Sunday, September 29, 2013

I Can't Stop


At work on Friday, the now standard two boxes of Dunkin’ Donuts were in the kitchen, but we also had an added treat: someone had brought in a homemade “inside out” cake. I don’t really know what made it inside out – it seemed to be just a chocolate bundt cake – but the bit I had was tasty. One of my co-workers, though, seemed a bit dismayed to have multiple sweet options.

As he cut a piece of the cake, he said, “The problem is I really like sweet things. I can’t stop eating them.”

I’m quite familiar with this sentiment. I don’t know how many people I’ve heard say they can’t keep a certain food in the house because they’ll just eat it all at once. I also remember being in that place, where I felt like the instant even a tiny bit of sugar crossed my lips – a single M&M, or a fragment of cookie, perhaps – I would lose all control and eat as much as I could get my hands on.
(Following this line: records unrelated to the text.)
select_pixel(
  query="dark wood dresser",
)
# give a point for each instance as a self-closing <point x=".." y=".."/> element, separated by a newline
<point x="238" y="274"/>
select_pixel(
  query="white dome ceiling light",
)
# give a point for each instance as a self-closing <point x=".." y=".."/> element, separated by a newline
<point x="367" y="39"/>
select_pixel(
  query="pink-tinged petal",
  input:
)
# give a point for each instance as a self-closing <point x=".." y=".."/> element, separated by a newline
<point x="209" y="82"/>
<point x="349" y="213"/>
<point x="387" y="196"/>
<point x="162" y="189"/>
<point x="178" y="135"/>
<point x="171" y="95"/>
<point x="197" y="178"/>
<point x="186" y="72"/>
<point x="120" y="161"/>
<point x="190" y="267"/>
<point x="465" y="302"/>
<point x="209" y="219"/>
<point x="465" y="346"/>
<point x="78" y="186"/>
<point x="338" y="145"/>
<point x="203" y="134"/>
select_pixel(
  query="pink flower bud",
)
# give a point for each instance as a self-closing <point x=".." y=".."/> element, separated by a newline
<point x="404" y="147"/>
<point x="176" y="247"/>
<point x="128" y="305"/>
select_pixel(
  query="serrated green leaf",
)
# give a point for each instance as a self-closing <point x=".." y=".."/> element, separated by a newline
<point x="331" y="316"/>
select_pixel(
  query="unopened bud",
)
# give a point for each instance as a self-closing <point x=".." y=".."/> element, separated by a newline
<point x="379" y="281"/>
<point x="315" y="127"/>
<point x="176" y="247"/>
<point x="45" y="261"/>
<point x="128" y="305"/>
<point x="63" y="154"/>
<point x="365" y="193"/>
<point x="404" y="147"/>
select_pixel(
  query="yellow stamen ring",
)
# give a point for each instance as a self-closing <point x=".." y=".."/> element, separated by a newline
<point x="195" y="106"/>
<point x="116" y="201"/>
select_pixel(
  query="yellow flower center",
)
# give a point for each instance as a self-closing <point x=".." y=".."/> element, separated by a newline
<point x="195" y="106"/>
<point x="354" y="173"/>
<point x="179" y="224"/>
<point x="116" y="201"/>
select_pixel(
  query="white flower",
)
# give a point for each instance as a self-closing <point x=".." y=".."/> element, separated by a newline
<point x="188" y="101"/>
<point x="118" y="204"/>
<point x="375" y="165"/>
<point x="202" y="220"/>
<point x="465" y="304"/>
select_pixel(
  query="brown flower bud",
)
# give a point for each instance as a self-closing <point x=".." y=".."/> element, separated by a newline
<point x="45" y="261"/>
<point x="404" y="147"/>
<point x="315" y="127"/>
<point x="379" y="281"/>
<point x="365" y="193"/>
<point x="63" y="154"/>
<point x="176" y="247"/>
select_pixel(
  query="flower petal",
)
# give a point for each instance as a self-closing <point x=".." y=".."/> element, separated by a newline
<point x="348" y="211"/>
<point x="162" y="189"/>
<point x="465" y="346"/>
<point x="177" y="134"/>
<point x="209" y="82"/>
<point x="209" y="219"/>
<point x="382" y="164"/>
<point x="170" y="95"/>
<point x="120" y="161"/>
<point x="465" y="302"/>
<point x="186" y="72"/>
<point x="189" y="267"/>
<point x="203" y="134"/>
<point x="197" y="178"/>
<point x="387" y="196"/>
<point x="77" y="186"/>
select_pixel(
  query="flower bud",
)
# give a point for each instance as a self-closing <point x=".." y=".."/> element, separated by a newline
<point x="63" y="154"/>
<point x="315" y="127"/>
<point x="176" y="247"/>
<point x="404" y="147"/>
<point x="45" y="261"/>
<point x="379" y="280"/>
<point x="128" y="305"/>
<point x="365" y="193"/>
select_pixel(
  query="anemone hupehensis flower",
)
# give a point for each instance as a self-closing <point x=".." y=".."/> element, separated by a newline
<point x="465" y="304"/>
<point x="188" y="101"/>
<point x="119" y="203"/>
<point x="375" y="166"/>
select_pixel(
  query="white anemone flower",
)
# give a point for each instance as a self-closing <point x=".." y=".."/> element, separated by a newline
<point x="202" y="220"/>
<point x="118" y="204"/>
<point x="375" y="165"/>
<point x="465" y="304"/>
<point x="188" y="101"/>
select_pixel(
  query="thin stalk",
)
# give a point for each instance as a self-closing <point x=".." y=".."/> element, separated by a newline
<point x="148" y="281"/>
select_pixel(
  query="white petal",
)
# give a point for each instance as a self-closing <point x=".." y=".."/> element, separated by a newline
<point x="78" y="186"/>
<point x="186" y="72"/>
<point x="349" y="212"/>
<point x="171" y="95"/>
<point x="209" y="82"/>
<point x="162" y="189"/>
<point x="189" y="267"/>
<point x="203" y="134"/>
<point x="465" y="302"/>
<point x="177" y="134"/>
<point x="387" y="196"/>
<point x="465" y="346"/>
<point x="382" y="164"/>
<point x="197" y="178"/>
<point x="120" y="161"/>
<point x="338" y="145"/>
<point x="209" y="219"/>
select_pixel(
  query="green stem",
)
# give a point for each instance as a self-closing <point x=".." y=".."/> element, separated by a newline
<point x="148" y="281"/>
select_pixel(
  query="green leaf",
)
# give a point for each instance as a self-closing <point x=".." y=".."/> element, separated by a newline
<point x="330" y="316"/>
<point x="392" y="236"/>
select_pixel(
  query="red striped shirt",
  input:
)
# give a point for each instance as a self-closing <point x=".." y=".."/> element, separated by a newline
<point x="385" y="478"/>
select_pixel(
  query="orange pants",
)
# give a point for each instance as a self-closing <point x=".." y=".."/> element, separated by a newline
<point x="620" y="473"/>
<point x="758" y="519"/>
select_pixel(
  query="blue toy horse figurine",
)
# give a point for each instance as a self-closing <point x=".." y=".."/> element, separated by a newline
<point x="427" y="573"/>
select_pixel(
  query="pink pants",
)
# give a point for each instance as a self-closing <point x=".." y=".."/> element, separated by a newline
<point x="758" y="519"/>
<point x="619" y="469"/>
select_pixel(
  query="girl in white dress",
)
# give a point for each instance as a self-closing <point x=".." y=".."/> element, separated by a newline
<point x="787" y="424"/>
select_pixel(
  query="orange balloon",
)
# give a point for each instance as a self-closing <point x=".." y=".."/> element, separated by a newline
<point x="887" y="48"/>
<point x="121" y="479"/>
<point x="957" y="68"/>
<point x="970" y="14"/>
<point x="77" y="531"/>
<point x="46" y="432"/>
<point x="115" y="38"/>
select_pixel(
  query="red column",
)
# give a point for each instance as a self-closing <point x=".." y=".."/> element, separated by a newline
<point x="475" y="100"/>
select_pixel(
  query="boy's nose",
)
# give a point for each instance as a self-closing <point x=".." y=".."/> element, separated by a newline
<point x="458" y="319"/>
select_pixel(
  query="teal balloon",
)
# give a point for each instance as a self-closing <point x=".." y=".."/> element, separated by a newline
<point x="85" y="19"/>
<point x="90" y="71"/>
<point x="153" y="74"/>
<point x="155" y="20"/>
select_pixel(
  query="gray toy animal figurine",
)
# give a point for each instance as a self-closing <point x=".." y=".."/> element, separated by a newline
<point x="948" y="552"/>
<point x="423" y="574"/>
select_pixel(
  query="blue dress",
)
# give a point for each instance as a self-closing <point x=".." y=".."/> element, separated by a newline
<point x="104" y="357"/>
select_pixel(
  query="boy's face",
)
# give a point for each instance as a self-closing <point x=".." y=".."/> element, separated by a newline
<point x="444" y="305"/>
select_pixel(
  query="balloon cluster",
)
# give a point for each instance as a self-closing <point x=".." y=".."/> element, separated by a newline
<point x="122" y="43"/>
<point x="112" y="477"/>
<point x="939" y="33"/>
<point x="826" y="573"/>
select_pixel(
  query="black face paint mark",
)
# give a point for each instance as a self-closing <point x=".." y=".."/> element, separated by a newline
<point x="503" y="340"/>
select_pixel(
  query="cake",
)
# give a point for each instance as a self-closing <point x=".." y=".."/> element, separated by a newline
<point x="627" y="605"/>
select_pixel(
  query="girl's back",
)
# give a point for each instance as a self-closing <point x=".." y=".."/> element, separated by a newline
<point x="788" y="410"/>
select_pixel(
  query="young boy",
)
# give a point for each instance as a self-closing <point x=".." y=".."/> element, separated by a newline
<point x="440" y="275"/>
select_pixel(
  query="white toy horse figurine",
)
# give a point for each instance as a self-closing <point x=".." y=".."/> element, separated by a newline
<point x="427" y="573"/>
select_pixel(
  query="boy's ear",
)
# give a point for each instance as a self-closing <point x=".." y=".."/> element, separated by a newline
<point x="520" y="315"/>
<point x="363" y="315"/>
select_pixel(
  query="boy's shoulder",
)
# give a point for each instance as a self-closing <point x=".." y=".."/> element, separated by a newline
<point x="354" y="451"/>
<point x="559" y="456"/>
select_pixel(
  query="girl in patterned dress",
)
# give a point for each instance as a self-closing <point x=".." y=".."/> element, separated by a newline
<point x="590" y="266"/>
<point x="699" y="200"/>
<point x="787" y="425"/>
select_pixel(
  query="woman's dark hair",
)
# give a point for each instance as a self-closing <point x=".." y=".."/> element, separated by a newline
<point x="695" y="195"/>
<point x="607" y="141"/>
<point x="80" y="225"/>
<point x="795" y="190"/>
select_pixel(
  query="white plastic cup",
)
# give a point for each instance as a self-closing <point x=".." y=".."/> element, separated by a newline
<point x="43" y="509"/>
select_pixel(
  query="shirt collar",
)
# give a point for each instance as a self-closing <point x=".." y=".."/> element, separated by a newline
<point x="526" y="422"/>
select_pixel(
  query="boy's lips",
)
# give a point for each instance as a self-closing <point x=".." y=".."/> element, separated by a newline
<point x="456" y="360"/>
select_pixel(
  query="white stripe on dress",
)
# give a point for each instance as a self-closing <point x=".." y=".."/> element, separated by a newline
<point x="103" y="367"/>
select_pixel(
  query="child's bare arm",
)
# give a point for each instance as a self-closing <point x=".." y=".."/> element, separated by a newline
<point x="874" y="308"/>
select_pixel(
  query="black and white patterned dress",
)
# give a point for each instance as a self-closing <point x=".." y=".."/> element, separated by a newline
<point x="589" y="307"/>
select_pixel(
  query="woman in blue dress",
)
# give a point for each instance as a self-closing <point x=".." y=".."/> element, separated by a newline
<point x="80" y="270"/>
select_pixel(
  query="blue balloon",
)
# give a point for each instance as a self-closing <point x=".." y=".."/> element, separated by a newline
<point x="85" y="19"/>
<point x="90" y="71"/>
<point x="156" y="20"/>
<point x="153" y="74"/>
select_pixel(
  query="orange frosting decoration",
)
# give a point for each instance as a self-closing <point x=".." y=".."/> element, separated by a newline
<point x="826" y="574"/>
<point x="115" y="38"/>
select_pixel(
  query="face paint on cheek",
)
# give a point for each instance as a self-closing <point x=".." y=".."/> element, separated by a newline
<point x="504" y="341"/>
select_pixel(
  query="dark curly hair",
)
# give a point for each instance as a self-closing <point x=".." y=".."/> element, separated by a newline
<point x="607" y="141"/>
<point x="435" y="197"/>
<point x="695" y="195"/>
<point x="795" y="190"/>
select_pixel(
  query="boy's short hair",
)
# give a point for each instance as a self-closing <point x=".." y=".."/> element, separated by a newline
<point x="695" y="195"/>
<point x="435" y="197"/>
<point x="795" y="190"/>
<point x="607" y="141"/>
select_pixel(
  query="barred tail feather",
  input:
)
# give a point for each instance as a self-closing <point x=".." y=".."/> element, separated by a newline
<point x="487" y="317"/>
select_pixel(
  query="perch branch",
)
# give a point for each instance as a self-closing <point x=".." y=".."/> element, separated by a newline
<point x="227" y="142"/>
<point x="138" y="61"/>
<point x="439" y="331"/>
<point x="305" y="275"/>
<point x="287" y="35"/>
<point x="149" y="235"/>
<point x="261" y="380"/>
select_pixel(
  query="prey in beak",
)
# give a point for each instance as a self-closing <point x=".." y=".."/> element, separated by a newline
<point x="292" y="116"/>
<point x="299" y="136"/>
And yet, hearing it on Friday gave me pause, likely because I’ve been learning more about eating disorders, which are so often about control, and that fear of not being able to stop. The more I thought about it, the sadder it made me, to realize how many people can’t imagine a world where it wouldn’t be about control but choice to have just one, or more.

It doesn’t help that our society and culture promote this idea. I well remember the Pringles slogan from when I was younger, “Once you pop you can’t stop, and the Lays’ ad that claimed, “No one can eat just one.”

Of course it’s in the interests of food companies to encourage people to think they truly can’t stop, because it means the company sells more of their product. But even if it helps their bottom line, it’s doing so much damage, in ways we don’t always see.

For instance, when I remember back to my younger, heavier days, the idea that I couldn’t control what I ate made me hate myself. I was wracked with guilt, constantly beating myself up for my lack of willpower, without quite realizing the ways in which I was being manipulated, first to expect that I couldn’t stop, and then to feel like I was a horrible person because of it.

When I think about how much this has changed for me, I consider what I might say to my younger self, to help her with this struggle. It’s hard, because I was so damaged and set in my ways of thinking and being that I might not have listened. But I could at least try and say, “Imagine that you can stop, that after you’ve had one, you might be satisfied. Imagine, too, that maybe you aren’t satisfied and want another, but that’s how you feel, not how someone else is telling you how to feel. And consider that either option is okay – but mostly to realize that they are options, and it’s about choice, not control.”

Although I can’t actually say that to the younger me, I take some consolation in knowing now that it is true, and in the hope that maybe I can help others understand their own options and choices. I only wish we were not in a culture that makes this so hard to accept.